Lack of Data Validation - URL
Need
To prevent unauthorized access to user data
Context
- Usage of Elixir (version 1.12 and above) for building scalable and fault-tolerant applications
- Usage of Phoenix framework for building real-time web applications
- User authentication implementation
Description
Non compliant code
defmodule PortalController do
use PortalWeb, :controller
def show(conn, %{"date" => date}) do
docs = Portal.get_documents_by_date(date)

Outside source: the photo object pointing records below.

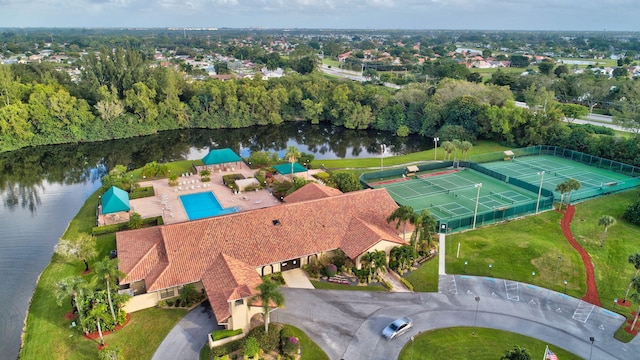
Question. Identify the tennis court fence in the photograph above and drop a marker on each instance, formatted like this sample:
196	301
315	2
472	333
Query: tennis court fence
577	156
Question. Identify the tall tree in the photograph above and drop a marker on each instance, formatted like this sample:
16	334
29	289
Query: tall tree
402	215
635	261
77	288
269	293
424	223
606	221
292	155
107	274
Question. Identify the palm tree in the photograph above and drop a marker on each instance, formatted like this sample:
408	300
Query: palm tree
635	297
424	224
563	188
448	148
402	214
269	293
75	287
466	146
292	155
98	313
606	221
635	261
107	273
573	185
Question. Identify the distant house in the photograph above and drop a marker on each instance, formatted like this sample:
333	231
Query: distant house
225	256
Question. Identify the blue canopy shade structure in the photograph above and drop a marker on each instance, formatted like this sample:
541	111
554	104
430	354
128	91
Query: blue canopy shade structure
285	169
220	156
115	200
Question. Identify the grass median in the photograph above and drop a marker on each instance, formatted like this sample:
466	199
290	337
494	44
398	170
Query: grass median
459	343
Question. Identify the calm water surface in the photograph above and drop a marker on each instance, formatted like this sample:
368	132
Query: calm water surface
43	188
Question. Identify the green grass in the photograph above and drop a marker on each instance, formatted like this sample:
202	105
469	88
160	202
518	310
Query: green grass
331	286
480	148
516	249
48	334
459	343
310	350
425	279
522	246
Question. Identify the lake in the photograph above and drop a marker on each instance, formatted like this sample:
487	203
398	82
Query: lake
42	188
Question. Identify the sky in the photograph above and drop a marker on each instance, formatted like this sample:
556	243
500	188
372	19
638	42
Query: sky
594	15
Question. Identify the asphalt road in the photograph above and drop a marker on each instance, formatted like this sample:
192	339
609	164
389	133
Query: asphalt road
347	324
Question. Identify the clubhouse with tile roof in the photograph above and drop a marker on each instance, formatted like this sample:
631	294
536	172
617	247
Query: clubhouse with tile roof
225	256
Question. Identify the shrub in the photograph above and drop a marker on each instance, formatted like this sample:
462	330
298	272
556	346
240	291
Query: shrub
632	214
251	347
407	283
227	348
269	341
330	270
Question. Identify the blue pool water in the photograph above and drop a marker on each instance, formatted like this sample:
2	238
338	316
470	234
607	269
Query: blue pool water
203	205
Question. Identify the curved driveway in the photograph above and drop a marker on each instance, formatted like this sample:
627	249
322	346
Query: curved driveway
347	324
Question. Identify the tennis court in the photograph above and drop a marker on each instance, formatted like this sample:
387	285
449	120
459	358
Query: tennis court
453	194
550	171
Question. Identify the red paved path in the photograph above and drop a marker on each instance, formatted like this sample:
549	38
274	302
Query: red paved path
592	291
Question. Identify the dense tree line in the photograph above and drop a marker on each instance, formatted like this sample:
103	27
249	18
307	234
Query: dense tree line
120	95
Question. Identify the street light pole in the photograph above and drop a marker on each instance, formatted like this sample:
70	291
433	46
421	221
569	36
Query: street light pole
383	149
475	320
541	173
475	213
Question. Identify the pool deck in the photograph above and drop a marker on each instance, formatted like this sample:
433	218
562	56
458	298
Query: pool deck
166	202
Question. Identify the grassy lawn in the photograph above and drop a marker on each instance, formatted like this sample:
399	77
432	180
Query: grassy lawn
48	334
459	343
613	272
480	148
425	279
515	253
331	286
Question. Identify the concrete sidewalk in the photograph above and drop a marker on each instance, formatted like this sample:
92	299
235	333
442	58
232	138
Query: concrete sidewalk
186	339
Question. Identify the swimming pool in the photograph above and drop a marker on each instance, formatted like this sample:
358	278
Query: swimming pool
203	205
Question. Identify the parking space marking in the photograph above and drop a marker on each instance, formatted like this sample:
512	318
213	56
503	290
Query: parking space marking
511	289
583	311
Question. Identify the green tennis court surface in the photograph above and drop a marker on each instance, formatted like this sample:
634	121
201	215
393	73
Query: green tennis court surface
593	180
451	196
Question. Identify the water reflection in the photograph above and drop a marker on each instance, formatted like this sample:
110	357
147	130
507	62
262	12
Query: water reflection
23	172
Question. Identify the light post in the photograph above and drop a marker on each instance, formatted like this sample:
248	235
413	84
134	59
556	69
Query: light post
475	320
383	149
412	348
541	173
475	213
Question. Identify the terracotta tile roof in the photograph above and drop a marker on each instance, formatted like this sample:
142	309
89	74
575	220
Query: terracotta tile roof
360	234
227	280
312	191
187	252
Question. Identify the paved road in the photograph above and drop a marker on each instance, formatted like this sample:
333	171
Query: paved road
347	325
186	339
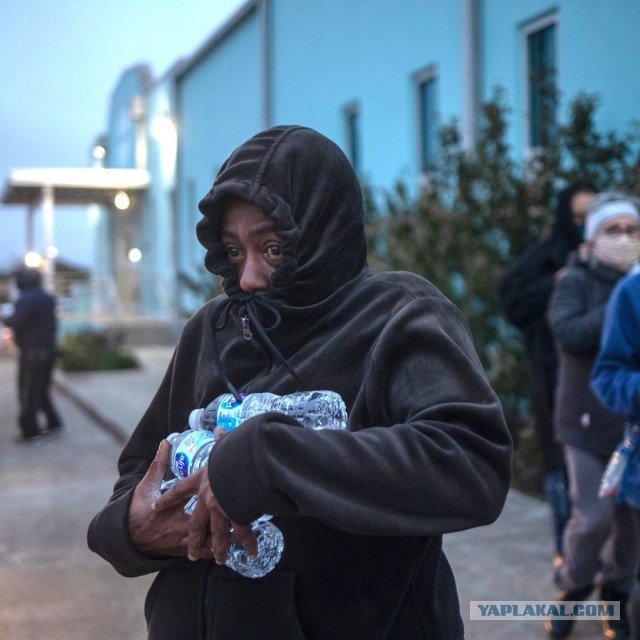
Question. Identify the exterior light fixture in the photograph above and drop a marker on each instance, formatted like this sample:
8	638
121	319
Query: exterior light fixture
33	260
121	201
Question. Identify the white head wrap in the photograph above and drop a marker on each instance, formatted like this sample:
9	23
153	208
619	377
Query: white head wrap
599	213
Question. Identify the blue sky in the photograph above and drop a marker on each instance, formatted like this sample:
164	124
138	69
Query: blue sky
59	62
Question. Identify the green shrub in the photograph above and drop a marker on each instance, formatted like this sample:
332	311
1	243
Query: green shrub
479	210
94	350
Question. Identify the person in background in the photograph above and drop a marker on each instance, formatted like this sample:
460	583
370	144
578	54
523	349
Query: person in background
426	449
524	294
598	549
616	381
34	324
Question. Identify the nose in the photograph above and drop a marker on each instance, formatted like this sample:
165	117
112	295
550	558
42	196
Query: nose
255	274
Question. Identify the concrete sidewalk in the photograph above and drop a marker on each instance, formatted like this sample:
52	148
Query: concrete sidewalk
52	587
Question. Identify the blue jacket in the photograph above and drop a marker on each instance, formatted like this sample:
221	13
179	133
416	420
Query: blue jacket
616	374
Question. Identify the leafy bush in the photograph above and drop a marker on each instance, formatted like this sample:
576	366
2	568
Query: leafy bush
94	350
478	212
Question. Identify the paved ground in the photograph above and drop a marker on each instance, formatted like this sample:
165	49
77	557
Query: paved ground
53	588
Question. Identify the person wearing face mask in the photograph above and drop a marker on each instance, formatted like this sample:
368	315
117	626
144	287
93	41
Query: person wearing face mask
524	293
616	381
599	550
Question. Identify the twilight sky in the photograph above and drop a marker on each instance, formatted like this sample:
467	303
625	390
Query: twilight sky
59	63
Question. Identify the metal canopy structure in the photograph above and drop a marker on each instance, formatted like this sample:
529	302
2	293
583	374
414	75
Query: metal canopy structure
67	186
72	186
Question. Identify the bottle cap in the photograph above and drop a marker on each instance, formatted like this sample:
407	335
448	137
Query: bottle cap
195	418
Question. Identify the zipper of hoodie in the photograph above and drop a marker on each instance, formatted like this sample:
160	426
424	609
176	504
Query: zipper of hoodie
247	335
246	330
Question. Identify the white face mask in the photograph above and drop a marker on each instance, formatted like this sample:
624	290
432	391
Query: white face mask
621	253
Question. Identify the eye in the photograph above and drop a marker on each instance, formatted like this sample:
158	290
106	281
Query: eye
233	253
273	251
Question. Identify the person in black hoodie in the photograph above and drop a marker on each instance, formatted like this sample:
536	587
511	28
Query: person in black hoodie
34	327
426	450
525	292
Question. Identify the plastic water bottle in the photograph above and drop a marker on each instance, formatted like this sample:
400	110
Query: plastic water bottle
612	477
314	409
189	453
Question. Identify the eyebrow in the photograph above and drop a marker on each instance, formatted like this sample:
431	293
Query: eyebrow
258	231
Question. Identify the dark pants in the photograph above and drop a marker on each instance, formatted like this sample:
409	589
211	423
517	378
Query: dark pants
633	608
34	379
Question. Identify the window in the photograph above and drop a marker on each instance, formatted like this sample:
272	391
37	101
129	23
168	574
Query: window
426	84
352	134
541	81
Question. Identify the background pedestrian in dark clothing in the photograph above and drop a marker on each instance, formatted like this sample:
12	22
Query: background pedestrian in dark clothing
34	326
525	293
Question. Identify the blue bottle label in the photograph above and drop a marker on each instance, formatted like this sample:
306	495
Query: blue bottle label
186	451
228	415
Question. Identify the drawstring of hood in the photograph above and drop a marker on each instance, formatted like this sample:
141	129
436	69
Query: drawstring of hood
251	307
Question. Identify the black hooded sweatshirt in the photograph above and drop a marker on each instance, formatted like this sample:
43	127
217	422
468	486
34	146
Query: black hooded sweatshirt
426	450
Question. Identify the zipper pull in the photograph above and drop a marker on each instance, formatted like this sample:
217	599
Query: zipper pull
246	331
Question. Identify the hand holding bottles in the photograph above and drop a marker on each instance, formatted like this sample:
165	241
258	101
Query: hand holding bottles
189	454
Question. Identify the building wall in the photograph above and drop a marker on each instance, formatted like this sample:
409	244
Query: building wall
219	105
595	42
328	55
323	58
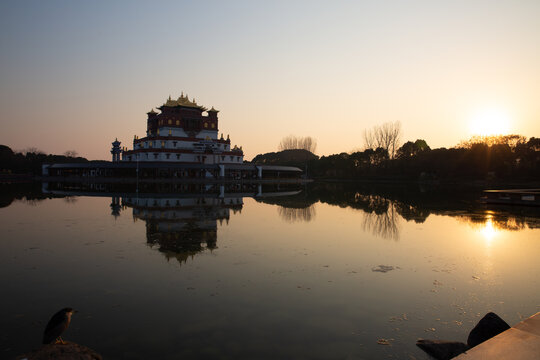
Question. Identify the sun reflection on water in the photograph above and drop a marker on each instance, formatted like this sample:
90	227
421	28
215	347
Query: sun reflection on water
488	230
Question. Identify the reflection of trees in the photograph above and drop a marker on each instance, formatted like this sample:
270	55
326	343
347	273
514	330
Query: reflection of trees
381	216
181	227
297	214
180	244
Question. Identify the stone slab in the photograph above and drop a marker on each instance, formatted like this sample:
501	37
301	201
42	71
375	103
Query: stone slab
521	342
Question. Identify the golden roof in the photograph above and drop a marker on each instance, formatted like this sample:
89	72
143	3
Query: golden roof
183	101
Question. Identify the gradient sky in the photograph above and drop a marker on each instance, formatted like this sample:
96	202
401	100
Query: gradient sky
76	74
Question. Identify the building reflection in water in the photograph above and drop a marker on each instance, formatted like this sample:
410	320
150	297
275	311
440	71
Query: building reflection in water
180	228
292	215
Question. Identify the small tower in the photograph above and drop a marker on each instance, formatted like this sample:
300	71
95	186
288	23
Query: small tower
116	150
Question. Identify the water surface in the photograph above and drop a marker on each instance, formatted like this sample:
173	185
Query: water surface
261	274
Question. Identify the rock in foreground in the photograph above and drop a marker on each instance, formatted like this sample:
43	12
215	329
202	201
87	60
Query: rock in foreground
65	351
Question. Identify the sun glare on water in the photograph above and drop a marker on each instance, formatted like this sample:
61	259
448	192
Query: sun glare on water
487	122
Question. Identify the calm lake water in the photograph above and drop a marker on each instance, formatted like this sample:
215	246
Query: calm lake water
322	272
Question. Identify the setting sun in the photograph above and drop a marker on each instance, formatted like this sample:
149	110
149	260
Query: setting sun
490	121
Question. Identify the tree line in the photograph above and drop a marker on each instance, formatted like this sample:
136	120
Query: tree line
502	157
30	160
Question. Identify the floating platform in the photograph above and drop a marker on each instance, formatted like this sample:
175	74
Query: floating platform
521	342
526	197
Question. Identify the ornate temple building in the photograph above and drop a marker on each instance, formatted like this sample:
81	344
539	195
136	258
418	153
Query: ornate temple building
182	133
181	144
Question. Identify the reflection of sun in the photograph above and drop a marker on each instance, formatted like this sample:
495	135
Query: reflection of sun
488	231
490	121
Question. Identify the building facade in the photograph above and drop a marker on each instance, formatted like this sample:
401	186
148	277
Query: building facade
182	133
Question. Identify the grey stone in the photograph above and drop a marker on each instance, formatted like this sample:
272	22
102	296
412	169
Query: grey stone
489	326
442	350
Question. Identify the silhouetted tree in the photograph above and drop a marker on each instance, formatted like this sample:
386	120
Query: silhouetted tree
410	149
386	136
292	142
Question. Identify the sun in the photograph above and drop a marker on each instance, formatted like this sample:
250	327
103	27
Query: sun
490	121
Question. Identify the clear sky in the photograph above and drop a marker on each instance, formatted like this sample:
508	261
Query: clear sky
76	74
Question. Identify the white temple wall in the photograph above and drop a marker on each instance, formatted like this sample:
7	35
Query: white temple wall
199	158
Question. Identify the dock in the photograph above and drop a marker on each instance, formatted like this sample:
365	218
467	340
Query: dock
520	342
522	197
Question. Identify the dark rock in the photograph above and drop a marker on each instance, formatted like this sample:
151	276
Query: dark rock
61	351
442	350
489	326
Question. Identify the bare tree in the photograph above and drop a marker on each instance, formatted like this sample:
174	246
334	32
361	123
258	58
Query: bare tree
32	150
71	153
386	136
292	142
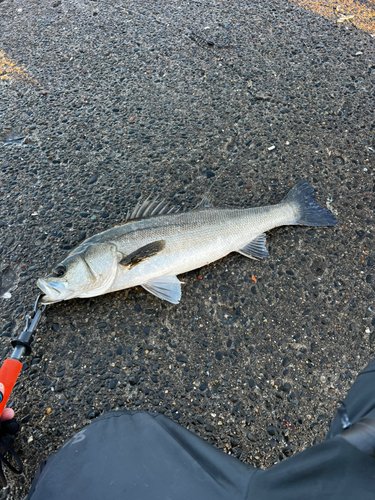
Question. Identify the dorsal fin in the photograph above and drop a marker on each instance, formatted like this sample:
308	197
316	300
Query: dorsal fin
151	208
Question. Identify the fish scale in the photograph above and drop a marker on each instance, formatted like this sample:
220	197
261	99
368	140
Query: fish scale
152	251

render(conn, "show.html", docs: docs)
end
end
The Elixir code directly uses the date parameter from the URL to fetch documents. There are no checks to verify if the current user has the rights to access these documents.
Steps
- Retrieve the current user
- Check if the user has the necessary permissions to access the documents
- If the user is authorized, proceed as before
- If the user is not authorized, display an error message and redirect them to the home page
Compliant code
defmodule PortalController do
use PortalWeb, :controller
def show(conn, %{"date" => date}) do
user = get_current_user(conn)
if user and Portal.user_can_access_documents?(user) do
docs = Portal.get_documents_by_date(date)
render(conn, "show.html", docs: docs)
else
conn
|> put_flash(:error, "You are not authorized to access this page.")
|> redirect(to: "/")
end
end
end
The secure Elixir code first gets the current user. If the user exists and they have the necessary permissions to access the documents, we proceed as before. Otherwise, we display an error message and redirect the user to the home page.